# Can anyone date Surefire lights by their serial numbers?



## Brownstone (Dec 21, 2009)

Hi all,

Is there a table or document anywhere that can provide a rough date of manufacturer given a Surefire serial number?

Specifically interested in the M95x bodies.

Thanks!


----------



## greenLED (Dec 21, 2009)

As far as we've been able to tell, SF serial numbers have no relationship with age.


----------



## Roger Sully (Dec 21, 2009)

My SF doesn't even have a serial# :shrug:
I just know that it's ooold !


----------



## greenLED (Dec 21, 2009)

HSG said:


> My SF doesn't even have a serial# :shrug:
> I just know that it's ooold !


Pics please. What model is it? DaFabricata would be interested in it.


----------



## Roger Sully (Dec 21, 2009)

It's my first 6P that I got when I first became an EMT about 15 years ago.
I moved about a year ago and while going through an old dersk I found the box..of course I didn't know about CPF then and thought "Do I still need this box? It's not like I'm going to return it..." 
It was in durned good shape too! Everything it came with (except the light and batteries of course) were still in the box...


----------



## souptree (Dec 21, 2009)

Size15s can date them just by looking at the file name of a jpeg. :laughing:


----------



## Tempest UK (Dec 21, 2009)

greenLED said:


> Pics please. What model is it? DaFabricata would be interested in it.



Back in the Laser Products days, when the bodies of the flashlights didn't have flat surfaces for markings, no serial numbers were used. As such, there were a lot of models produced without serial numbers, not just the usual, smaller 3P/6P/9P lights but also the larger 12PM/12ZM models and all of the other oddities that no longer get any mention on CPF.

The only markings were on the tailcap.

If you (the OP, or anyone else) want to date a SureFire then posting a picture would certainly help. The serial number itself might not be very useful (although it can help sometimes) but the design itself and particular features can place it at a particular time. 

Doing this with more recent SureFires is a lot easier now that just about everything is marked in some way and one can therefore distinguish one revision from another with ease. For example, the KL1 and KX1 are visually similar, but the fact that one is marked KL1 and the other KX1 helps a fair bit in telling them apart. No such luck with the older models. 

Even with such markings, though, it's not always easy.
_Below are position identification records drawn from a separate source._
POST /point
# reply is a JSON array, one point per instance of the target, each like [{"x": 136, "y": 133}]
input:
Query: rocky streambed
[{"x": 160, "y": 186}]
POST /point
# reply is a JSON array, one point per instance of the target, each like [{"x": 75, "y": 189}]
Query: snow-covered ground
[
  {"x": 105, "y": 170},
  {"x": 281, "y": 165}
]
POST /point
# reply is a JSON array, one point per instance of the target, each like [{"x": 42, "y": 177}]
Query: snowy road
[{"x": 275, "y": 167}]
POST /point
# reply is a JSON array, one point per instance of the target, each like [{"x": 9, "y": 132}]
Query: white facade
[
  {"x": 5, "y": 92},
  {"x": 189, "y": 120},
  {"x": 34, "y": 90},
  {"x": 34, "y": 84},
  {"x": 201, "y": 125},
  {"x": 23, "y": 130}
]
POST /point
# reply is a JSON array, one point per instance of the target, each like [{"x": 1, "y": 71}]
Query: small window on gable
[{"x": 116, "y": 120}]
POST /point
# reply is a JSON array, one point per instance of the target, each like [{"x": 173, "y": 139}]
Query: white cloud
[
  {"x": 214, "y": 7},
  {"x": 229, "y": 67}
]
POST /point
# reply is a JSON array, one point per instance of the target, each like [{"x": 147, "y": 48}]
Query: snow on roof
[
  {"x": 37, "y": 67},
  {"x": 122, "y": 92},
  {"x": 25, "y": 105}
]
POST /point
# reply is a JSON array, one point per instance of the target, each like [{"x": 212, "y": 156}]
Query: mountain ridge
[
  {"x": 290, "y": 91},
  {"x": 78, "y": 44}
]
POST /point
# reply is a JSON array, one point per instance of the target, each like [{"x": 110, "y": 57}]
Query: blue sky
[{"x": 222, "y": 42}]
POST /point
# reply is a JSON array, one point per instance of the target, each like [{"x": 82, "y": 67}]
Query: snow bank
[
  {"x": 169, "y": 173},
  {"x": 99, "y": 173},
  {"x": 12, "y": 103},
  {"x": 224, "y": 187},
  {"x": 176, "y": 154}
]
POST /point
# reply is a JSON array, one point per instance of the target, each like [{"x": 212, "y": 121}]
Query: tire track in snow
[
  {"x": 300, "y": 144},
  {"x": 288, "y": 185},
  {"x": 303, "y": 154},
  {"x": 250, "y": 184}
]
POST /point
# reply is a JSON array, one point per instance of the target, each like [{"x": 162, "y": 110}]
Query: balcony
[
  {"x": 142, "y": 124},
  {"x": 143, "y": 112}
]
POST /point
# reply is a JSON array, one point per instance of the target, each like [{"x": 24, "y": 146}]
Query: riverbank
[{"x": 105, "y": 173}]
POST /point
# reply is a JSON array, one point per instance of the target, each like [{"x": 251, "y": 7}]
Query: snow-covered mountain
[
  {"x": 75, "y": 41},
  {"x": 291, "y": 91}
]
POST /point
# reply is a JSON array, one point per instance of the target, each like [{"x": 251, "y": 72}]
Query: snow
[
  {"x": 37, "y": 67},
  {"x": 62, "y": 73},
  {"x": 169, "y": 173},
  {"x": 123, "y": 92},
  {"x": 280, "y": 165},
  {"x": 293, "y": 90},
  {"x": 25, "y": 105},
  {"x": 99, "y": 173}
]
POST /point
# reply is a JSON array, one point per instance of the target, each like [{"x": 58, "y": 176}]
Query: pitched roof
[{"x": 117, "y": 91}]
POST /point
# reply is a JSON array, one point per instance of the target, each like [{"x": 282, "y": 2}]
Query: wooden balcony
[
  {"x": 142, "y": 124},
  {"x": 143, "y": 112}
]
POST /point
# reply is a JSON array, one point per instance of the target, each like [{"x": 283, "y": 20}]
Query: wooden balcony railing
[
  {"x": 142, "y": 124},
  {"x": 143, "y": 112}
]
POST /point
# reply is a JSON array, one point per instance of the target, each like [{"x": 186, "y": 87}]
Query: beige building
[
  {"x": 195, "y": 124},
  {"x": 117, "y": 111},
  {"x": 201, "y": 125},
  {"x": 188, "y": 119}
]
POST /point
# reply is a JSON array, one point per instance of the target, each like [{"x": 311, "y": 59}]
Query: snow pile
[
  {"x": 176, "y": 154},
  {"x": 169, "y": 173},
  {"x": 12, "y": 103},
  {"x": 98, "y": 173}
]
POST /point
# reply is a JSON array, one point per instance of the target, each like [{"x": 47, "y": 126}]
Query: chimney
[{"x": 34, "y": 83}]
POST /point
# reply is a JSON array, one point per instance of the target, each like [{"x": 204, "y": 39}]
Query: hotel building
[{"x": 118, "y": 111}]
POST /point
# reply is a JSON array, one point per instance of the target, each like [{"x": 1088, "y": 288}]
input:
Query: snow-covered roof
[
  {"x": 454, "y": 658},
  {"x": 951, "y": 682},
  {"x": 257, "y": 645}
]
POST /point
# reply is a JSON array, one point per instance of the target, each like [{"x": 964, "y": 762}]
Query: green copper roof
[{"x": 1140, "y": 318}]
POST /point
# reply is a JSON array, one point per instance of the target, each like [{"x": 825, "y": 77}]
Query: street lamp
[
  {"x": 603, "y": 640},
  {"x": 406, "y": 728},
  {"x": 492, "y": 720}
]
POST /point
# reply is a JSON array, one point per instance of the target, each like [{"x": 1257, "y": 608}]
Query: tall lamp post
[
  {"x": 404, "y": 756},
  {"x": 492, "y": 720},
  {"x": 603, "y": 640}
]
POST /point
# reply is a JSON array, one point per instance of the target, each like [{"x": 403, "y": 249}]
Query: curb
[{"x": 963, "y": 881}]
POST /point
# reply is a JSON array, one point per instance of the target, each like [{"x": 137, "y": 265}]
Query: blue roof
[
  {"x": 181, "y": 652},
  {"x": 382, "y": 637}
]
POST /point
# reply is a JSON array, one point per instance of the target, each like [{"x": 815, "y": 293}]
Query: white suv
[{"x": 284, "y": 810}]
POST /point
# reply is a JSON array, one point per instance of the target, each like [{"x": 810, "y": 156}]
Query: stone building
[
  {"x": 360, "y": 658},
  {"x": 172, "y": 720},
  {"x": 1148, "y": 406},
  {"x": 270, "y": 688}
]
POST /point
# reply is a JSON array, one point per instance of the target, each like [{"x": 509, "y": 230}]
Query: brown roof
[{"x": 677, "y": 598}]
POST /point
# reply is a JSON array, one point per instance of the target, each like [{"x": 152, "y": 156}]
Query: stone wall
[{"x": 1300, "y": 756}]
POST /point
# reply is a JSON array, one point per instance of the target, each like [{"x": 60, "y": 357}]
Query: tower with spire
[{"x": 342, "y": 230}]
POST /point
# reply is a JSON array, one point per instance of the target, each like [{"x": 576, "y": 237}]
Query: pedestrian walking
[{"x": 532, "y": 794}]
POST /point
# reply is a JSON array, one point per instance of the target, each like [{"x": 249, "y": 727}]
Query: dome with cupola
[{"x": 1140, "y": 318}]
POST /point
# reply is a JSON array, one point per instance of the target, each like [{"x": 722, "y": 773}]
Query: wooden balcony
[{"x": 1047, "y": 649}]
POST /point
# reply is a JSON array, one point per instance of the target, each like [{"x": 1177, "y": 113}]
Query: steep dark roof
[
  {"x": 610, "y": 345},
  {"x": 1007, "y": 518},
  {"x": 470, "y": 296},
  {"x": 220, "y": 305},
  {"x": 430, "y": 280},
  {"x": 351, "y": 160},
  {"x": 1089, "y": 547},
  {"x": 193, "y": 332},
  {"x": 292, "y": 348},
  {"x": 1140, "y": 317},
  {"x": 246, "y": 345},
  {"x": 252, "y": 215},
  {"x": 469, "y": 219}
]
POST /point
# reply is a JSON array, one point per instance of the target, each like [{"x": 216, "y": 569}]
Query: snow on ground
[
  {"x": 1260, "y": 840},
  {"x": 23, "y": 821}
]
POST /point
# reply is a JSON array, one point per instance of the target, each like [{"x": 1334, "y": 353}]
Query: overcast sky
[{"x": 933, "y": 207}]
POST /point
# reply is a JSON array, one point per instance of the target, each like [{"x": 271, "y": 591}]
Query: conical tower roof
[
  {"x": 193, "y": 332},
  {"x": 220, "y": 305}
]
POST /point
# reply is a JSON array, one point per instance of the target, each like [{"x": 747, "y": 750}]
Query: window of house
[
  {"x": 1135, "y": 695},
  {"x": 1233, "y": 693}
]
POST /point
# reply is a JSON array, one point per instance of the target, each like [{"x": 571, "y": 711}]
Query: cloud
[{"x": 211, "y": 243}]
To use the KX1 example again, there's no difference in the markings between the single-level (30 lumen) KX1 and the two-level (3/45 lumen) KX1 replacing it.

To summarise: serial numbers aren't a good guide, determining age is difficult but not impossible, and it's best to post a photo of the light in question 

Regards,
Tempest


----------



## ampdude (Dec 22, 2009)

I wonder if Surefire has any type of records kept over the years that would date flashlights to an approximate date, I am thinking they must have some form of records in this respect.


----------